Introduction
The Gabriella Miller Kids First Pediatric Research Program (Kids First) is supported by the NIH Common Fund and focuses of the use of genomic information to drive discoveries into childhood cancers, structural birth defects, and other rare pediatric disorders. Like Kids First, the NIH’s INCLUDE Project and NHLBI’s TOPMed Program apply genomic data and technology to improve health for people with Down syndrome (DS) and our understanding of the underlaying causes of heart, lung, blood, and sleep (HLBS) disorders, respectively.
DS is one of the strongest risk factors for both congenital heart disease and acute leukemia, but research has yet to discover why this is the case. Since a key aspect of Kids First is to help uncover connections between structural birth defects and childhood cancers, the program will partner with INCLUDE and TOPMed to advance our understanding the biological factors that may lead to both heart disease and leukemia in individuals with DS. Ultimately these discoveries may support the development of new treatments for children with DS who are at risk for structural birth defects and cancer. All data generated through this study will be made accessible within dbGaP and the Kids First Data Resource Portal.
Additional Pediatric Cardiac Genetics Consortium (PCGC) data from children affected with Down syndrome and congenital heart disease are accessible through two separate dbGaP studies: phs001138 (Kids First) and phs001194 (TOPMed).
Principal Investigators
Sherman, Stephanie, PhD
About
The Gabriella Miller Kids First Pediatric Research Program (Kids First) is a trans-NIH effort initiated in response to the 2014 Gabriella Miller Kids First Research Act and supported by the NIH Common Fund. This program focuses on gene discovery in pediatric cancers and structural birth defects and the development of the Gabriella Miller Kids First Pediatric Data Resource (Kids First Data Resource).

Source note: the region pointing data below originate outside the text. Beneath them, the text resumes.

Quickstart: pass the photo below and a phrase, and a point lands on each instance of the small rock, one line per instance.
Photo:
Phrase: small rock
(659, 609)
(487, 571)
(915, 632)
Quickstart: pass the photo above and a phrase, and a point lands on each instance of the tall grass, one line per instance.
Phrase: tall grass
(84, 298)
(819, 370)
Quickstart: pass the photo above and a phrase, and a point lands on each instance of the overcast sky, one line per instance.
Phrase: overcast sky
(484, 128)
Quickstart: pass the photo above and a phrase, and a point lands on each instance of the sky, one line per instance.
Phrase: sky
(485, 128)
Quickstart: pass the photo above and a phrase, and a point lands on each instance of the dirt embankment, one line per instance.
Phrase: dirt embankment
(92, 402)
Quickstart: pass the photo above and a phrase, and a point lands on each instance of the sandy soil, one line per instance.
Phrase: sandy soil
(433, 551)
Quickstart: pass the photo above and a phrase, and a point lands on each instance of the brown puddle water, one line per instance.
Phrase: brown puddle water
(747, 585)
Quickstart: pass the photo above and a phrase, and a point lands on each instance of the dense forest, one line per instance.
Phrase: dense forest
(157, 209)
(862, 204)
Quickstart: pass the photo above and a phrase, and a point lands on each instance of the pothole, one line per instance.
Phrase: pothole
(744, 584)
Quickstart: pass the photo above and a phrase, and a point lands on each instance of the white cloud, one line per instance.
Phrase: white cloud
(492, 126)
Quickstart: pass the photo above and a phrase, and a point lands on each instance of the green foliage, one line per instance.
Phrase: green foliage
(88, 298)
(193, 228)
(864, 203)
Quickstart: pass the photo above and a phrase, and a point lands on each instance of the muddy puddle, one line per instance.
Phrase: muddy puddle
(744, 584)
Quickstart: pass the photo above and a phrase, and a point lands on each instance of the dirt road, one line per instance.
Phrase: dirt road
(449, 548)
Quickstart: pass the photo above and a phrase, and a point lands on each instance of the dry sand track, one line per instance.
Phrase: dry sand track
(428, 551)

This project is a collaboration with the trans-NIH INvestigation of Co-occurring conditions across the Lifespan to Understand Down syndromE (INCLUDE) Project, which seeks to improve health and quality-of-life for individuals with Down syndrome, and NHLBI's TransOmics for Precision Medicine (TOPMed) program, which seeks to apply omics technologies to improve scientific understanding of the fundamental biological processes that underlie heart, lung, blood, and sleep (HLBS) disorders.
All of the WGS and phenotypic data from this study are accessible through dbGaP and kidsfirstdrc.org, where other Kids First datasets can also be accessed.

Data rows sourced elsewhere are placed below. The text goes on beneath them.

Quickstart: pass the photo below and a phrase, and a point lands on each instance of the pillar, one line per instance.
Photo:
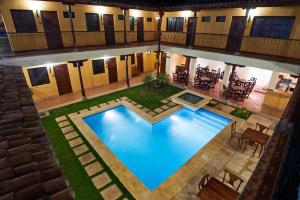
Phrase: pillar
(227, 72)
(192, 68)
(72, 26)
(168, 65)
(273, 80)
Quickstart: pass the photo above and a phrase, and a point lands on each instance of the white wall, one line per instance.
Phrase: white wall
(211, 63)
(263, 76)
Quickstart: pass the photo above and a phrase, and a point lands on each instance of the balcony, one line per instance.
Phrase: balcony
(41, 42)
(263, 48)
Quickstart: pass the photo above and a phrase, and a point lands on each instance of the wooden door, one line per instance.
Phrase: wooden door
(236, 33)
(140, 62)
(140, 29)
(109, 29)
(163, 62)
(62, 77)
(52, 29)
(112, 70)
(191, 31)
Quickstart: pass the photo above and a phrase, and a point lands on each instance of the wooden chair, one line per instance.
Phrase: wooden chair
(232, 179)
(235, 134)
(203, 182)
(262, 128)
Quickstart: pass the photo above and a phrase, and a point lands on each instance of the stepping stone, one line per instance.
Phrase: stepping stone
(133, 102)
(80, 149)
(172, 104)
(138, 106)
(94, 107)
(60, 119)
(93, 168)
(103, 104)
(151, 113)
(83, 111)
(72, 114)
(145, 109)
(86, 158)
(63, 124)
(165, 107)
(101, 180)
(67, 129)
(111, 102)
(111, 193)
(71, 135)
(158, 110)
(75, 142)
(165, 101)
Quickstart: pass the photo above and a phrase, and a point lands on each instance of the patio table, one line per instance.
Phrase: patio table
(215, 189)
(256, 137)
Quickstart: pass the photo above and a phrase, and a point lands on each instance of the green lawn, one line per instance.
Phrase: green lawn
(72, 169)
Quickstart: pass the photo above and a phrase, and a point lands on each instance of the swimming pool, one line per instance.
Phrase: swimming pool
(154, 152)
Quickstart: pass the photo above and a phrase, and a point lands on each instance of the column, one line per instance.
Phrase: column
(161, 14)
(273, 80)
(168, 65)
(227, 72)
(72, 26)
(192, 68)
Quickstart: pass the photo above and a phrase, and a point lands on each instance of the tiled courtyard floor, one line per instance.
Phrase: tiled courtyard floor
(240, 163)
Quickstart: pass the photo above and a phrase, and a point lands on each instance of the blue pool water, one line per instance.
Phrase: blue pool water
(155, 152)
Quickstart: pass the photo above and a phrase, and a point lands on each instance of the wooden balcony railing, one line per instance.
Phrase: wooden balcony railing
(269, 46)
(174, 37)
(34, 41)
(209, 40)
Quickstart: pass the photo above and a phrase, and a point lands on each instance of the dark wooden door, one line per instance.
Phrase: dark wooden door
(236, 33)
(52, 29)
(163, 62)
(112, 70)
(140, 62)
(62, 79)
(109, 29)
(140, 29)
(191, 31)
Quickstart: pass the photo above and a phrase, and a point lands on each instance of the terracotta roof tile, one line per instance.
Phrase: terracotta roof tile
(28, 168)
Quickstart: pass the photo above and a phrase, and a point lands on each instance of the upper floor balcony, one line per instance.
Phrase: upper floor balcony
(15, 44)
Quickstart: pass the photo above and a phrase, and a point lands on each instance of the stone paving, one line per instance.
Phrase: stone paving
(240, 163)
(100, 178)
(228, 157)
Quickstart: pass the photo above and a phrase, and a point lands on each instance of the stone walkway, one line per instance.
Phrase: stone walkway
(100, 178)
(240, 163)
(228, 157)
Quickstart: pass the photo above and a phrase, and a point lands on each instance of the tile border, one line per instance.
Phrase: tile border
(130, 181)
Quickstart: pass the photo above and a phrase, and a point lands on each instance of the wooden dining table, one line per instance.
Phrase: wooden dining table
(216, 190)
(256, 137)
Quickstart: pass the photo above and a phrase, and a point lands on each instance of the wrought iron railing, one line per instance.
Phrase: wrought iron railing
(276, 47)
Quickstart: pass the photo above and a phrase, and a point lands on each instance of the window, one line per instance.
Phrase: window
(206, 19)
(92, 22)
(98, 66)
(175, 24)
(131, 23)
(132, 58)
(272, 27)
(38, 76)
(220, 18)
(66, 14)
(24, 21)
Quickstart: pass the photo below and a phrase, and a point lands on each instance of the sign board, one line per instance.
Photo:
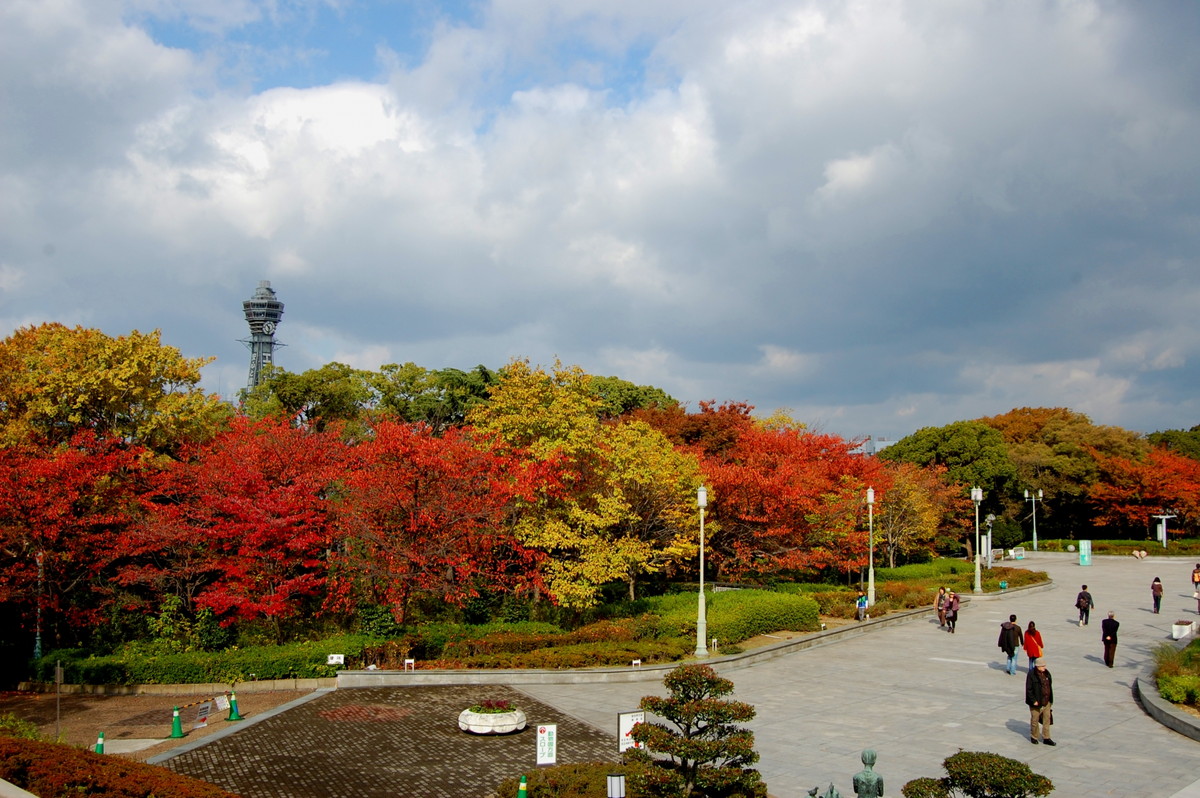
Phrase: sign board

Down syndrome (DS), which occurs due to trisomy 21, is one of the strongest risk factors for both congenital heart disease (CHD) and acute leukemia. For instance, children with DS have a 2000-fold increased risk of atrioventricular septal defects (AVSD) and a 20-fold increased risk of acute lymphoblastic leukemia (ALL). An important and innovative aspect of the Kids First program is understanding the overlap between structural birth defects and childhood cancer.

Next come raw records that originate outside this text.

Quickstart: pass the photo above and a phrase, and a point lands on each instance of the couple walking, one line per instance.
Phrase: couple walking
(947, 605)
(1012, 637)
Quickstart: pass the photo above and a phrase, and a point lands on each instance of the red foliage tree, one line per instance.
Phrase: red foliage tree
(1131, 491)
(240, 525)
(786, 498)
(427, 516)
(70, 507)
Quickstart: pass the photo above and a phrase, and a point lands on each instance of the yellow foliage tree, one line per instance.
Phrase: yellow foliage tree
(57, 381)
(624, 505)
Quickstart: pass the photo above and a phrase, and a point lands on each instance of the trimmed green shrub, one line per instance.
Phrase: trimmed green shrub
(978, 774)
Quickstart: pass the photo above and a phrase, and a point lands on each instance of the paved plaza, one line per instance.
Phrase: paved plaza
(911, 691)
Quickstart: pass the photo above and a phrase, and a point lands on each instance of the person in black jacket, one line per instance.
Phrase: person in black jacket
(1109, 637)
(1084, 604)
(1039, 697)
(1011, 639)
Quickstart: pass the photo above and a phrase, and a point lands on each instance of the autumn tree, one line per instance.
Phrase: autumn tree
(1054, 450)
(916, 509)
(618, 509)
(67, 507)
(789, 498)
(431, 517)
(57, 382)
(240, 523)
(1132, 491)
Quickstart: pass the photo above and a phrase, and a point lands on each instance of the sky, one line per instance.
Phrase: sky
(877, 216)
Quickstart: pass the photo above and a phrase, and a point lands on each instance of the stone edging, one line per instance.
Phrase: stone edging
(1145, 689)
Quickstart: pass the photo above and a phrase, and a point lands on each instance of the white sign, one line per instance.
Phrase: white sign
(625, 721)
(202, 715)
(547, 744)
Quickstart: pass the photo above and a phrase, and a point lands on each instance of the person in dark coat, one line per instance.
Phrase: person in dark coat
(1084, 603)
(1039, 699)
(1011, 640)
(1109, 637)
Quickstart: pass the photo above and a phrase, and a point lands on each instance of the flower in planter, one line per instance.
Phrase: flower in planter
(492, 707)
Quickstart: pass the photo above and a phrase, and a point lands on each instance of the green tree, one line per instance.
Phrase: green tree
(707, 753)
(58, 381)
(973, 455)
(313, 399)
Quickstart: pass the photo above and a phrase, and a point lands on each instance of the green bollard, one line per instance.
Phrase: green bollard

Notably, the background of DS predisposes children to both of these phenotypes, however, the genomic architecture of risk remains largely undiscovered. In this joint Kids First/TOPMed/INCLUDE project, we are currently including >2,000 samples for whole-genome sequencing, including: 1) paired germline-tumor samples from children with DS-ALL; and 2) samples from families with DS-CHD. This work will advance our understanding of the developmental pathways that may lead to both structural birth defects and childhood cancer.
The objectives of this study are to determine the genetic variants underlying AVSD and ALL risk in children with DS. Therefore, the aims of our study are: 1) compare whole-genome sequencing (WGS) data between children with documented DS-AVSD and children with DS who have structurally normal hearts to identify genetic variants that perturb heart development; and 2) compare WGS data between children with documented DS-ALL and children (from Aim 1) with DS who do not have a known history of ALL. We will also examine associations between germline mutations and somatic genomic features. This study will address the fundamental question of why children with DS have an elevated risk of AVSD and ALL. Insights into the genes that drive DS-AVSD and DS-ALL may have implications for improved genetic counseling, surveillance, clinical management, and treatment strategies for these children. Additionally, our findings may inform targeted therapies or interventions for children without DS who are at risk for structural birth defects and cancer.